PRIMER will revolutionize our knowledge of galaxy and black-hole formation/evolution out to the highest redshifts yet probed. Moreover, executed early in the JWST mission, PRIMER will yield a wealth of new high-redshift targets for follow-up spectroscopy with JWST in subsequent cycles, and with the Atacama Large Millimeter Array (ALMA).
The key scientific goals of PRIMER are illustrated by the figures below.
See also the figures on the page about the
The official program information for
PRIMER (GO 1837),
including the Public PDF, is available from STScI.
The transformational power of JWST imaging longward of ~ 2.5 micron Left: a 44 x 34 arcsec region of the deepest available Spitzer IRAC 3.6 micron imaging. Right: a prediction of how the same region will appear with the PRIMER NIRCam F356W imaging using the empirically based EGG simulations (Schreiber et al. 2017). These simulations predict that PRIMER will reveal ~ 120,000 galaxies, ~ 70% of which are new (i.e. undetected by HST or Spitzer).
The full power of PRIMER multi-band imaging for the discovery and study of high-z galaxies. The blue SED shown at z = 7, 8, 10 is that of a simulated star-forming galaxy with 1/3 solar metalicity, with the data-points showing the simulated photometry (and uncertainty). As well as clear delineation of the Lyman break, the impact of the strong rest-frame optical emission lines on the photometry is clear; F444W-F410M colour is invaluable for redshift refinement, estimates of emission-line equivalent widths, and resulting corrections to stellar mass. The 4th panel shows an alternative (red) SED at z ~ 10, produced by a starburst at z ~ 15 (~ 200 Myr old), showing that PRIMER can provide key information on very early star-formation activity.
The accuracy with which the UV continuum slope β of z ~ 8 galaxies can be measured with PRIMER, as compared to current HST measurements. Left: the (very poor) accuracy with which the intrinsic model UV slopes (β int = −2.3 (red) and β int = −3.1 (blue)) can be recovered with the deepest existing HST F125W+F140W+F160W photometry. Right: with the rest-frame UV covered by NIRCam F115W+F150W+F200W+F277W, the β values are recovered to ~ 5% accuracy, enabling these SEDs to be clearly distinguished, and hence potentially exotic, dust-free, low-metallicity systems to be cleanly isolated for subsequent study.

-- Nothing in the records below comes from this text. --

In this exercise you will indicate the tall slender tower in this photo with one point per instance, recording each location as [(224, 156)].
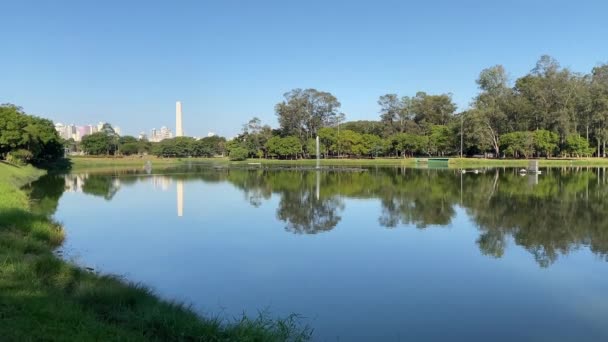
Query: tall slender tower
[(179, 129)]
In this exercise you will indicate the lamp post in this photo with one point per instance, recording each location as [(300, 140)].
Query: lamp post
[(461, 133)]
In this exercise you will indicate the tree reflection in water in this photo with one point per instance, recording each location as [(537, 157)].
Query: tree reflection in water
[(562, 211)]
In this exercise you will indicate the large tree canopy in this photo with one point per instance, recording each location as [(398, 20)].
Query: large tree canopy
[(22, 132), (304, 112)]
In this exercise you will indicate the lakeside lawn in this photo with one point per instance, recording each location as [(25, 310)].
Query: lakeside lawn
[(110, 163), (45, 298)]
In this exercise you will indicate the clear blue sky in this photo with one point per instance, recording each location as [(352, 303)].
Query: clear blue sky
[(127, 62)]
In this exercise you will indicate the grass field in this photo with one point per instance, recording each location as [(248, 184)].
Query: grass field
[(109, 164), (43, 298)]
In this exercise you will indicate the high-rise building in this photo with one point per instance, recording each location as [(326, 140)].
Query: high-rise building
[(179, 129), (158, 135)]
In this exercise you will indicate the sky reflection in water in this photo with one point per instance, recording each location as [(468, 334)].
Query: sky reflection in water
[(386, 254)]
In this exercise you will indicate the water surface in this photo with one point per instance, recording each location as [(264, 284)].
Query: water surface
[(386, 254)]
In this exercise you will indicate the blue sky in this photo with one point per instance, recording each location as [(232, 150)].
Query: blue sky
[(127, 62)]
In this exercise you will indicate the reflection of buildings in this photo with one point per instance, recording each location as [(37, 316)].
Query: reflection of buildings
[(74, 183), (161, 182), (180, 198)]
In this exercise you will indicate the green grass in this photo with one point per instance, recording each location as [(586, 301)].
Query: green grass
[(43, 297), (110, 164)]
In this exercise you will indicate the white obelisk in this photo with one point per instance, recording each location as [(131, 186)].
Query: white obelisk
[(179, 129)]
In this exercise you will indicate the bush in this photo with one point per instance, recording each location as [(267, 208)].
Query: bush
[(238, 153), (20, 157)]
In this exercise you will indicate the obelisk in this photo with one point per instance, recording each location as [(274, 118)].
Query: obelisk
[(179, 129)]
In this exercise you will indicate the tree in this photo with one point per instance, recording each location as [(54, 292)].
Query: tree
[(490, 106), (545, 142), (390, 108), (238, 154), (430, 110), (599, 104), (284, 147), (440, 139), (304, 112), (577, 146)]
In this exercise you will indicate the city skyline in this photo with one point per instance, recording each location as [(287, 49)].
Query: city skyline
[(236, 63)]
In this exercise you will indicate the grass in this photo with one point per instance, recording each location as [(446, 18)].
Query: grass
[(45, 298), (110, 164)]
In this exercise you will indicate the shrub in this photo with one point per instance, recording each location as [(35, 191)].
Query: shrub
[(238, 153), (20, 157)]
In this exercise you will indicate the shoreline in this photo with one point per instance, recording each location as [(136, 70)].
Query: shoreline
[(83, 164), (44, 296)]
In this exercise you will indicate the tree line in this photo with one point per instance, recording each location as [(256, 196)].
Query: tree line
[(27, 138), (550, 111), (499, 202)]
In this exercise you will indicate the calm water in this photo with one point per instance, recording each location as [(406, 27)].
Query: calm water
[(386, 254)]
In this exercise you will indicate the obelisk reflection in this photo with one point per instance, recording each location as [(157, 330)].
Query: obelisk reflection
[(180, 198), (318, 184)]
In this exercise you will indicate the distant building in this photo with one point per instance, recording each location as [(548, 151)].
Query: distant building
[(158, 135), (77, 132), (179, 129)]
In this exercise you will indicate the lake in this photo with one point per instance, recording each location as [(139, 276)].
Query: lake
[(381, 254)]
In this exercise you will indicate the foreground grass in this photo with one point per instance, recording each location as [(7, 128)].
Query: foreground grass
[(45, 298)]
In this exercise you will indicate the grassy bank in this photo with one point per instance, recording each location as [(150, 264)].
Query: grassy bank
[(43, 297), (109, 164)]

The predicted impact of PRIMER on our knowledge of the growth of galaxy masses. Left: PRIMER will measure the form of the galaxy mass function at z ≥ 7 for the first time, providing a crucial test of models of early galaxy growth, and constraining star-formation activity at very early times: the low-mass slope will be constrained to Δα ≃ 0.06. Centre: resulting constraints on the early growth of stellar mass density, to ≤ 10% accuracy, showing the importance of α; existing data clearly provide no meaningful constraints, the grey curve being simply the growth inferred from integrating SFR density (Madau & Dickinson 2014). Right: the ability of PRIMER to probe down to stellar masses M ≃ 10 8 M ☉ will reveal the prevalence of low-mass quiescent galaxies at z ≥ 1−3, a key test of theories of early quenching mechanisms.
The transformative impact of adding parallel MIRI 7.7-micron imaging. Top: here we show that even 8-band NIRCam imaging cannot constrain the SED, or indeed redshift (multiple solutions from z = 2 to z = 5) of an example very red galaxy. Bottom: the addition of MIRI 7.7-micron imaging of the depth proposed here can resolve these uncertainties, in this case unambiguously revealing the source to be a dusty (A V = 3.2 mag) galaxy at z ~ 5.
The power of fully-sampled NIRCam imaging. Left: simulated NIRCam image of a clumpy z ≃ 2 galaxy in the F277W filter with the native NIRCam-LW pixel scale (0.063 arcsec). Right: NIRCam image of the same galaxy in the same filter but this time with sub-pixel sampling, and image reconstruction with 50% smaller pixels. Not only are the structural details much clearer, but several compact clumps are simply not detected in the left-hand undersampled image: properly sampled imaging enhances the detection of faint compact objects (such as extreme redshift galaxies), as well as improving the precision of morphological studies.
The power of 7.7+18 micron photometry for separating dust obscured SF and AGN activity (Kirkpatrick et al. 2017). Interestingly, a heavily obscured source (in this case, NGC 1068), actually has the potential to be a dropout in the 7.7 micron band at z > 2.5. The AGN simulations strongly indicate that it is best not to split the MIRI long wavelength time between 18 and 21 micron; there is little to be gained from 21 micron in terms of colour information, so it is better to go deeper, especially as it may be possible to uncover 7.7-micron dropout sources.